Table of Contents
Key Points
- Accelerate’s settlement deal collapsed, raising the risk of a $44.8 million impairment amid unresolved negotiations with entities tied to co-owner Michael Georgiou.
- Despite uncertainty, the REIT launched a $5.57 million rights issue to upgrade Fourways Mall and support working capital, following a similar $11.1 million raise in 2023.
- Georgiou’s firm Azrapart is under business rescue, with courts questioning its solvency, while he sold a $3.1m stake in APF to settle personal debt.
Accelerate Property Fund, a Johannesburg Stock Exchange (JSE)-listed Real Estate Investment Trust (REIT) partly owned by South African property magnate Michael Georgiou, is staring down a potential R800 million ($44.8 million) impairment as talks stall over a key settlement agreement linked to its crown jewel—Fourways Mall.
The firm, which announced the lapse of a crucial debt-restructuring agreement with related entities controlled by Georgiou, is still scrambling to finalize a new deal. At stake is nearly R800 million ($44.77 million) owed to Accelerate by entities including Azrapart—the Georgiou-owned vehicle that holds a 50 percent stake in Fourways Mall—as well as the Michael Family Trust and the Fourways Precinct development.
While both parties have expressed willingness to sign a replacement agreement, Accelerate said in a statement dated July 11 that the new deal remains unsigned, and that recoverability of the receivables is now in serious doubt.
Rights issue proceeds despite risks
Despite the uncertainty, Accelerate opened a R100 million ($5.57 million) rights offer on July 14, aimed at funding improvements to Fourways Mall and bolstering the company’s working capital. “The opening of the rights offer is an important step in our restructuring efforts,” the company said.
The new capital raise follows a similar R200 million ($11.1 million) rights issue in 2023, underscoring ongoing liquidity pressures. Shareholders have been warned to consider both potential outcomes of the stalled agreement—either a revival under similar terms or a full write-down of the debt, which would have material consequences for APF’s financials.
Failed deal, rising liabilities
Under the original November 2023 agreement, Accelerate had attempted to consolidate debts owed by various Georgiou-linked entities under Azrapart. The settlement structure included a R300 million “rebuilt claim,” R75 million ($4.19 million) for development rights, and R242 million ($13.52 million) for parking assets—ultimately zeroing out balances due between the parties.
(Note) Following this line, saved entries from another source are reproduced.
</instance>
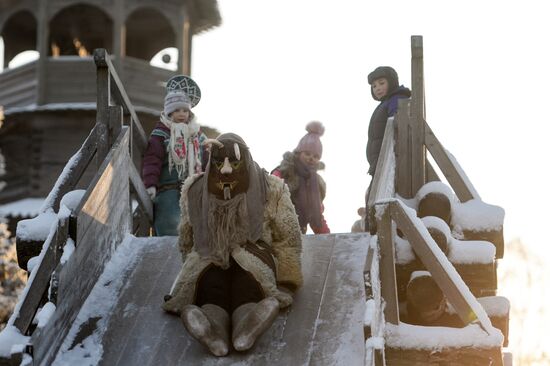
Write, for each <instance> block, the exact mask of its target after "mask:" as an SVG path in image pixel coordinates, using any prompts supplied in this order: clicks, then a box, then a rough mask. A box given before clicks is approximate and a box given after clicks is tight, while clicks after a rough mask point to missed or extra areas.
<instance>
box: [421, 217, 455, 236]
mask: <svg viewBox="0 0 550 366" xmlns="http://www.w3.org/2000/svg"><path fill="white" fill-rule="evenodd" d="M422 222H423V223H424V226H426V227H427V228H434V229H437V230H439V231H440V232H441V233H443V235H445V237H446V238H447V242H448V241H449V240H450V239H451V229H450V228H449V225H447V223H446V222H445V221H443V220H442V219H441V218H439V217H436V216H425V217H423V218H422Z"/></svg>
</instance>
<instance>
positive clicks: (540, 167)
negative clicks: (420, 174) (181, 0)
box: [192, 0, 550, 248]
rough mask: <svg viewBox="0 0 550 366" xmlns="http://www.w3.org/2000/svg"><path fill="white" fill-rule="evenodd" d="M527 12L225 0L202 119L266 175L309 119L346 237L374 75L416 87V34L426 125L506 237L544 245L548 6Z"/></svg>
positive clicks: (534, 8)
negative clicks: (251, 159)
mask: <svg viewBox="0 0 550 366" xmlns="http://www.w3.org/2000/svg"><path fill="white" fill-rule="evenodd" d="M519 4H520V2H517V1H483V2H479V1H453V2H447V1H446V2H444V4H443V3H441V4H440V3H437V2H420V1H394V2H392V5H391V9H390V7H389V6H388V5H384V3H383V2H370V1H360V0H341V1H339V2H334V1H327V0H299V1H298V0H278V1H267V0H261V1H260V0H219V6H220V12H221V15H222V18H223V24H222V25H221V26H220V27H219V28H216V29H214V30H212V31H209V32H207V33H205V34H201V35H199V36H196V37H195V38H194V44H193V65H192V76H193V77H194V78H195V79H196V80H197V82H198V83H199V85H200V86H201V88H202V91H203V99H202V101H201V103H200V104H199V105H198V106H197V107H196V109H195V112H196V114H197V115H198V117H199V118H200V122H201V123H203V124H205V125H211V126H214V127H217V128H218V129H220V130H221V131H222V132H226V131H232V132H236V133H238V134H240V135H241V136H243V138H244V139H245V140H246V141H247V142H248V144H249V145H250V146H251V147H252V154H253V156H254V158H255V159H256V160H257V161H259V163H260V164H261V165H263V166H264V167H265V168H266V169H268V170H269V169H271V168H273V167H275V166H276V165H277V164H278V163H279V161H280V159H281V156H282V154H283V153H284V152H285V151H287V150H292V149H294V148H295V147H296V145H297V143H298V140H299V139H300V138H301V137H302V136H303V135H304V134H305V129H304V128H305V125H306V123H307V122H309V121H311V120H314V119H317V120H320V121H321V122H323V123H324V125H325V127H326V132H325V135H324V136H323V138H322V141H323V148H324V152H323V158H322V160H323V161H324V162H325V163H326V171H325V173H324V177H325V179H326V181H327V186H328V192H327V198H326V201H325V206H326V215H325V216H326V219H327V221H328V224H329V226H330V227H331V229H332V231H333V232H345V231H349V230H350V227H351V225H352V224H353V221H354V220H356V219H357V218H359V217H358V216H357V214H356V210H357V208H358V207H359V206H361V205H362V204H363V199H364V198H363V197H364V193H365V190H366V188H367V185H368V182H369V178H367V174H366V171H367V162H366V158H365V145H366V142H367V140H366V137H367V128H368V122H369V120H370V117H371V113H372V111H373V109H374V108H375V107H376V105H377V103H376V102H375V101H374V100H373V99H372V97H371V95H370V90H369V85H368V83H367V74H368V73H369V72H370V71H372V70H373V69H374V68H375V67H377V66H379V65H391V66H393V67H394V68H395V69H396V70H397V71H398V73H399V76H400V82H401V83H403V84H405V85H406V86H408V87H410V84H411V83H410V58H411V52H410V37H411V35H422V36H423V41H424V71H425V89H426V110H427V121H428V123H429V124H430V126H431V127H432V129H433V130H434V132H435V133H436V135H437V136H438V138H439V139H440V141H442V143H443V144H444V146H445V147H446V148H447V149H448V150H449V151H450V152H451V153H452V154H453V155H454V156H455V157H456V158H457V160H458V161H459V162H460V164H461V165H462V167H463V169H464V170H465V172H466V173H467V174H468V176H469V177H470V179H471V181H472V183H473V184H474V186H475V187H476V189H477V191H478V192H479V194H480V195H481V197H482V198H483V199H484V200H485V202H487V203H491V204H496V205H499V206H502V207H503V208H504V209H505V210H506V218H505V226H504V229H505V231H504V233H505V236H506V238H507V239H511V238H513V237H518V236H519V237H521V238H522V239H523V240H525V241H527V242H528V243H529V244H531V245H532V246H537V247H541V248H544V247H546V246H547V244H548V243H545V242H544V240H545V239H544V236H543V231H542V228H543V227H544V222H543V216H545V215H544V212H543V207H548V205H549V203H550V202H549V199H548V196H547V195H545V194H544V192H545V188H546V184H545V183H546V182H545V179H543V177H542V172H543V169H544V170H546V168H545V166H544V165H542V164H541V163H542V162H543V159H544V158H543V157H544V156H548V144H547V143H546V141H547V135H548V131H549V126H548V125H549V121H548V118H547V117H545V113H544V109H542V107H543V106H544V105H546V104H547V95H546V94H547V93H546V90H545V89H543V88H545V86H546V85H548V84H549V81H550V72H549V71H548V69H549V68H548V65H550V57H549V52H548V47H547V46H546V45H547V43H548V34H550V31H549V29H548V28H549V25H548V22H547V16H546V15H544V14H546V12H545V9H546V7H545V6H544V2H543V1H530V0H527V1H523V2H521V5H519Z"/></svg>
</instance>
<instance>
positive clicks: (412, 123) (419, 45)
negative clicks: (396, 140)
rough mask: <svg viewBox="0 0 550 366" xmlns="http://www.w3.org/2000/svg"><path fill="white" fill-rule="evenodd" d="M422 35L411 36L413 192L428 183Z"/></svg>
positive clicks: (411, 159)
mask: <svg viewBox="0 0 550 366" xmlns="http://www.w3.org/2000/svg"><path fill="white" fill-rule="evenodd" d="M423 52H424V50H423V41H422V36H411V54H412V58H411V73H412V85H411V87H412V95H411V124H410V126H411V129H410V132H411V173H410V174H411V185H412V187H411V193H412V195H413V196H414V195H415V194H416V192H418V190H419V189H420V188H421V187H422V186H423V185H424V184H425V183H426V172H425V161H426V148H425V147H424V123H423V121H424V119H425V117H424V116H425V113H424V55H423Z"/></svg>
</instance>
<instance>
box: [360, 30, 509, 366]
mask: <svg viewBox="0 0 550 366" xmlns="http://www.w3.org/2000/svg"><path fill="white" fill-rule="evenodd" d="M422 47H423V46H422V37H420V36H413V37H412V38H411V54H412V59H411V63H412V97H411V99H410V100H409V99H401V100H399V104H398V112H397V114H396V115H395V117H393V118H390V119H389V120H388V122H387V125H386V130H385V134H384V139H383V142H382V147H381V152H380V155H379V159H378V162H377V166H376V173H375V175H374V177H373V182H372V184H371V188H370V192H369V194H368V197H367V202H366V206H367V210H368V217H369V220H368V222H369V230H370V232H371V234H376V235H377V250H379V265H377V266H376V269H377V270H378V273H376V274H374V277H375V278H378V277H379V279H380V284H381V285H380V286H381V289H380V291H381V293H380V296H381V298H382V299H383V303H384V304H385V306H382V307H383V308H384V311H383V313H384V319H385V322H387V323H391V324H399V307H398V297H397V283H396V272H395V236H396V228H399V230H400V231H401V233H402V234H403V235H404V237H405V238H406V239H407V240H408V241H409V243H410V244H411V246H412V247H413V249H414V252H415V253H416V255H417V256H418V257H419V258H420V260H421V262H422V263H423V265H424V266H425V268H426V269H427V270H428V271H429V272H430V273H431V275H432V277H433V279H434V280H435V282H436V283H437V285H439V287H440V288H441V290H442V291H443V292H444V294H445V296H446V298H447V300H448V302H449V303H450V304H451V305H452V306H453V307H454V309H455V310H456V312H457V313H458V316H459V317H460V319H461V320H462V322H463V323H464V325H466V324H469V323H471V322H472V321H475V320H477V321H479V323H480V326H481V328H482V329H484V330H486V331H487V330H488V329H489V328H490V327H491V322H490V320H489V318H488V316H487V314H486V313H485V311H484V310H483V308H480V307H479V306H477V305H476V304H477V303H476V300H475V297H474V296H473V295H472V293H471V292H470V291H469V290H468V287H467V286H466V284H465V283H464V282H463V281H462V279H461V277H460V275H459V274H458V273H457V272H456V270H455V268H454V267H453V265H452V264H451V263H450V262H449V260H448V259H447V257H446V256H445V255H444V254H443V252H441V251H440V250H439V248H437V244H436V243H435V242H434V240H433V239H432V237H431V236H430V235H429V233H428V231H427V230H426V228H425V227H424V225H423V223H422V222H421V221H420V220H419V219H418V218H417V217H416V213H415V212H413V213H411V212H409V211H410V209H409V208H407V207H405V206H404V204H403V203H402V202H401V201H400V200H398V199H396V197H398V196H399V197H402V198H407V199H409V198H413V197H414V196H415V194H416V193H417V192H418V190H419V189H420V188H421V187H422V186H423V185H424V184H426V183H427V182H430V181H434V180H439V177H438V176H437V174H436V172H435V170H434V168H433V167H432V166H431V165H430V163H429V161H428V160H427V159H426V154H427V152H429V153H430V154H431V155H432V157H433V159H434V161H435V162H436V163H437V165H438V167H439V169H440V170H441V172H442V173H443V174H444V176H445V178H446V179H447V181H448V183H449V184H450V186H451V187H452V189H453V190H454V192H455V193H456V195H457V197H458V198H459V200H460V201H461V202H466V201H468V200H470V199H474V198H475V199H480V197H479V195H478V193H477V192H476V190H475V189H474V187H473V185H472V184H471V182H470V181H469V179H468V177H467V176H466V175H465V174H464V172H463V170H462V168H461V167H460V165H459V164H458V162H457V161H456V160H455V159H454V158H453V157H452V155H450V153H449V152H448V151H447V150H445V148H444V147H443V146H442V145H441V143H440V141H439V140H438V139H437V137H436V136H435V134H434V133H433V131H432V130H431V128H430V127H429V125H428V124H427V122H426V119H425V97H424V81H423V56H422V53H423V49H422ZM434 247H435V248H436V249H435V250H434ZM373 255H375V256H376V254H373ZM371 265H372V261H369V262H368V263H367V264H366V266H365V273H368V274H369V277H373V273H372V271H373V269H372V268H371V267H370V266H371ZM374 328H376V327H374ZM374 328H373V329H374ZM369 332H370V331H369ZM376 332H378V333H380V330H379V329H378V330H377V331H376ZM382 333H383V332H382ZM383 358H384V356H383V350H382V351H381V352H379V353H376V354H375V355H373V356H372V359H371V361H372V363H373V364H375V365H382V364H384V363H383V361H382V359H383ZM497 364H499V363H498V361H497Z"/></svg>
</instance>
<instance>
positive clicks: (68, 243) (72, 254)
mask: <svg viewBox="0 0 550 366" xmlns="http://www.w3.org/2000/svg"><path fill="white" fill-rule="evenodd" d="M74 250H75V245H74V240H73V239H71V238H67V243H66V244H65V245H64V246H63V255H62V256H61V259H59V263H61V264H65V262H67V261H68V260H69V258H71V255H73V252H74Z"/></svg>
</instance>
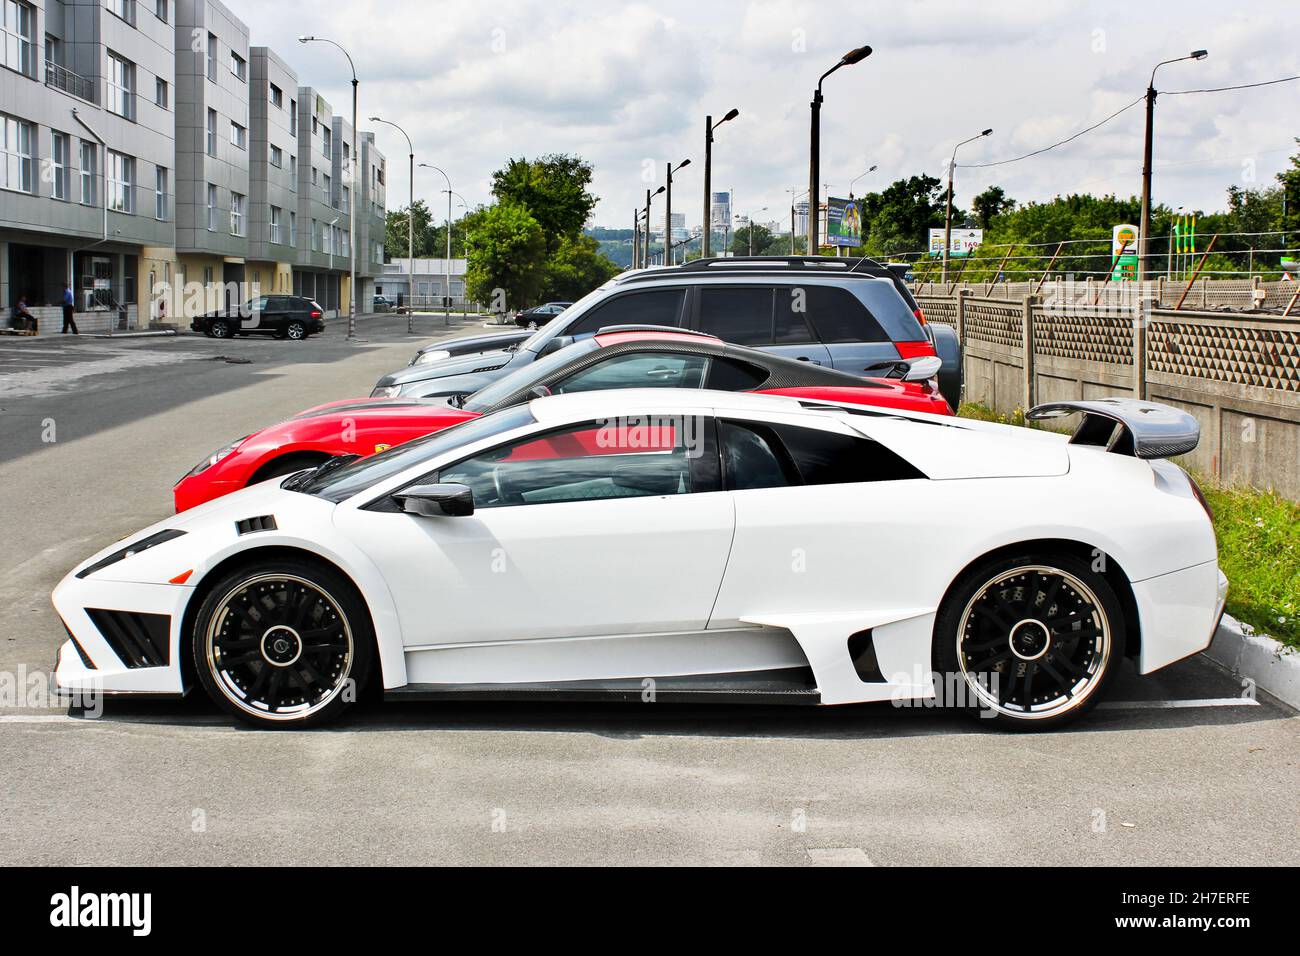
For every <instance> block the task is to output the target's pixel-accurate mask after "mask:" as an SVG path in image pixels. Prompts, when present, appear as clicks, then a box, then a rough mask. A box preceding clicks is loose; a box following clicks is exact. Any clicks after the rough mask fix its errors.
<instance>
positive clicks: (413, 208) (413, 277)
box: [354, 116, 415, 334]
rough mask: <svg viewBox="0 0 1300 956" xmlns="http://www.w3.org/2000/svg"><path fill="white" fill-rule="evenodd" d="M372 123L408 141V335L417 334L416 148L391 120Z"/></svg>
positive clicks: (399, 128) (407, 137) (404, 132)
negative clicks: (415, 218)
mask: <svg viewBox="0 0 1300 956" xmlns="http://www.w3.org/2000/svg"><path fill="white" fill-rule="evenodd" d="M370 122H382V124H383V125H385V126H391V127H393V129H395V130H396V131H398V133H400V134H402V135H403V137H406V139H407V150H408V153H407V159H408V160H409V164H411V199H409V202H408V203H407V284H408V285H407V299H408V302H407V334H409V333H412V332H415V311H413V310H412V308H411V302H409V299H411V297H413V295H415V147H413V146H411V137H408V135H407V131H406V130H404V129H402V127H400V126H398V125H396V124H395V122H390V121H389V120H381V118H380V117H377V116H372V117H370ZM354 198H355V196H354Z"/></svg>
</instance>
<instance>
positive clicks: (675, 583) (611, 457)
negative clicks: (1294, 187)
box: [337, 415, 735, 680]
mask: <svg viewBox="0 0 1300 956" xmlns="http://www.w3.org/2000/svg"><path fill="white" fill-rule="evenodd" d="M484 421H485V423H486V421H487V419H484ZM707 421H708V419H707V418H706V416H703V415H698V416H697V415H686V416H675V418H669V419H656V420H653V421H651V420H642V421H633V420H624V421H585V423H581V424H573V425H564V427H562V428H556V429H550V431H545V432H536V431H534V432H532V433H529V434H528V436H525V437H521V438H513V440H511V441H508V442H506V444H503V445H497V446H494V447H491V449H489V450H486V451H480V453H477V454H473V455H471V457H469V458H467V459H464V460H461V462H458V463H454V464H448V466H445V467H441V468H438V470H437V472H433V473H426V475H424V476H421V479H420V480H419V481H417V483H416V484H422V483H430V481H439V483H456V484H464V485H468V486H469V488H472V489H473V492H474V512H473V514H472V515H465V516H455V518H451V516H441V518H426V516H419V515H412V514H404V512H400V511H398V510H396V509H394V507H390V506H389V503H387V502H389V501H390V499H385V501H383V502H380V503H378V505H372V506H369V507H368V509H356V510H352V509H341V510H339V512H338V518H337V520H338V522H339V523H341V525H344V529H346V531H347V533H348V535H350V537H352V538H354V540H355V541H356V542H357V544H359V545H360V546H361V548H363V550H365V551H367V553H368V554H369V555H370V557H372V559H373V561H374V562H376V564H378V567H380V571H381V572H382V575H383V578H385V580H386V583H387V587H389V591H390V592H391V593H393V596H394V598H395V601H396V605H398V614H399V618H400V626H402V633H403V639H404V643H406V645H407V646H408V648H412V646H415V648H420V646H433V645H438V646H442V645H461V646H463V645H484V644H493V645H497V644H500V643H504V644H510V645H516V644H519V643H533V641H565V640H575V639H586V637H604V636H630V635H663V633H681V632H695V631H702V630H703V628H705V626H706V623H707V620H708V615H710V611H711V609H712V604H714V598H715V597H716V594H718V588H719V584H720V583H722V576H723V571H724V568H725V564H727V558H728V554H729V551H731V541H732V532H733V529H735V524H733V507H732V503H731V501H729V498H728V497H727V494H724V493H723V492H722V490H720V489H719V486H718V471H716V451H714V444H712V431H711V428H706V424H707ZM591 646H599V645H591ZM610 646H611V648H612V646H614V645H610ZM623 646H627V645H623ZM615 657H617V656H615ZM611 659H614V658H611ZM510 666H511V665H508V663H506V665H503V667H507V669H508V667H510ZM610 666H611V667H612V665H610ZM621 666H624V667H625V666H627V665H625V663H624V665H621ZM607 670H608V667H607V669H606V671H607ZM615 670H616V667H615ZM598 671H601V674H598ZM506 672H507V671H506V670H502V671H500V674H506ZM510 672H511V674H513V671H510ZM584 672H585V674H586V675H588V676H598V675H603V676H634V675H633V674H624V675H615V674H610V672H604V671H602V666H601V665H599V662H597V663H593V665H591V666H590V667H588V669H586V670H585V671H584ZM500 674H498V675H497V678H495V679H507V678H504V676H500ZM510 679H520V678H517V676H515V678H510ZM532 679H538V680H541V679H559V678H554V674H552V675H551V676H550V678H543V676H538V674H533V676H532Z"/></svg>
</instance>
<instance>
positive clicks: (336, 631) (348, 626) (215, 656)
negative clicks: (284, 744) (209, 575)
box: [203, 574, 356, 722]
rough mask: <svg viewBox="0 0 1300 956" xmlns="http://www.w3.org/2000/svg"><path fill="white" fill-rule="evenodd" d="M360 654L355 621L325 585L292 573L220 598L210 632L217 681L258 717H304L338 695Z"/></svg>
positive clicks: (233, 589) (257, 580)
mask: <svg viewBox="0 0 1300 956" xmlns="http://www.w3.org/2000/svg"><path fill="white" fill-rule="evenodd" d="M355 656H356V645H355V641H354V637H352V626H351V622H350V620H348V618H347V614H346V613H344V610H343V605H342V604H341V602H339V601H337V600H335V598H334V597H333V596H331V594H330V593H329V592H326V591H325V589H324V588H322V587H321V585H320V584H316V583H313V581H309V580H307V579H305V578H302V576H298V575H292V574H260V575H255V576H252V578H248V579H246V580H242V581H239V583H238V584H235V587H233V588H230V589H229V591H227V592H226V593H225V594H224V596H222V597H221V598H220V600H218V601H217V604H216V606H214V609H213V611H212V614H211V615H209V617H208V624H207V628H205V631H204V635H203V657H204V663H205V665H207V670H208V674H207V676H208V678H209V679H211V684H212V685H213V687H214V688H216V689H217V692H220V693H221V695H222V697H224V698H225V700H226V701H227V702H229V704H230V705H233V706H234V708H235V709H237V710H238V711H243V713H244V714H247V715H250V717H252V718H257V719H259V721H298V722H302V721H303V719H304V718H308V717H311V715H312V714H316V713H318V711H321V710H324V709H325V708H326V706H329V705H330V702H333V701H334V698H335V697H338V695H339V693H341V692H342V691H343V688H344V687H346V685H347V682H348V676H350V675H351V672H352V666H354V661H355Z"/></svg>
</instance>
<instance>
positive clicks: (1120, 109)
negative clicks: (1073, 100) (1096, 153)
mask: <svg viewBox="0 0 1300 956" xmlns="http://www.w3.org/2000/svg"><path fill="white" fill-rule="evenodd" d="M1144 99H1145V94H1143V95H1141V96H1139V98H1138V99H1135V100H1134V101H1132V103H1130V104H1128V105H1127V107H1121V108H1119V109H1117V111H1115V112H1114V113H1112V114H1110V116H1108V117H1106V118H1105V120H1101V121H1100V122H1096V124H1093V125H1092V126H1088V127H1087V129H1083V130H1079V131H1078V133H1075V134H1074V135H1071V137H1067V138H1065V139H1062V140H1061V142H1060V143H1052V146H1044V147H1043V148H1041V150H1035V151H1034V152H1027V153H1024V155H1023V156H1015V157H1014V159H1009V160H998V161H997V163H959V164H957V168H958V169H987V168H988V166H1005V165H1006V164H1008V163H1019V161H1021V160H1024V159H1030V157H1031V156H1037V155H1039V153H1044V152H1047V151H1048V150H1054V148H1057V147H1058V146H1065V144H1066V143H1070V142H1073V140H1075V139H1078V138H1079V137H1082V135H1083V134H1086V133H1092V131H1093V130H1095V129H1100V127H1101V126H1105V125H1106V124H1108V122H1110V121H1112V120H1114V118H1115V117H1117V116H1119V114H1121V113H1123V112H1126V111H1128V109H1132V108H1134V107H1136V105H1138V104H1139V103H1141V101H1143V100H1144Z"/></svg>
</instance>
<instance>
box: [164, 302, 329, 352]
mask: <svg viewBox="0 0 1300 956" xmlns="http://www.w3.org/2000/svg"><path fill="white" fill-rule="evenodd" d="M324 315H325V312H324V310H322V308H321V307H320V304H317V303H316V302H315V300H312V299H308V298H304V297H302V295H260V297H257V298H256V299H251V300H248V302H246V303H243V304H242V306H239V307H238V308H235V310H234V311H229V310H224V308H222V310H218V311H216V312H208V313H207V315H200V316H196V317H195V319H194V321H191V323H190V328H191V329H194V330H195V332H201V333H203V334H204V336H211V337H212V338H230V337H233V336H259V334H266V336H274V337H276V338H291V339H295V341H300V339H304V338H307V337H308V336H311V334H313V333H316V332H324V330H325V320H324Z"/></svg>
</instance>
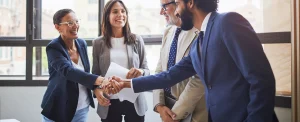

But with the deal now void and Azrapart under business rescue since June—following creditor action from RMB and Investec—Accelerate may be forced to impair the full amount in its results for the year ended March 2025. These results are expected on July 31. If no new agreement is reached, Accelerate plans to seek legal advice on the enforceability of the previous claims and may pursue alternative recovery strategies.
Georgiou’s empire under pressure
Michael Georgiou, a top figure in commercial real estate for more than two decades, has seen his empire come under growing financial strain. In addition to leading Accelerate since its 2013 listing, Georgiou’s Azrapart has become embroiled in court-ordered supervision after creditors challenged its ability to settle R2.3 billion ($128.44 million) in debts. The Free State High Court questioned the legitimacy of a supposed foreign rescue package and placed Azrapart into business rescue. Georgiou, who is its sole director, has appealed the decision.
Amid the turmoil, Georgiou was forced to offload part of his holding in Accelerate. In May 2023, he sold R56.9 million ($3.18 million) worth of shares to cover a loan from Investec, dropping his stake from 29 percent to 21 percent. Accelerate’s ability to weather the latest storm may depend not only on the success of the rights offer, but also on whether it can extract value from Georgiou’s tangled web of property ventures.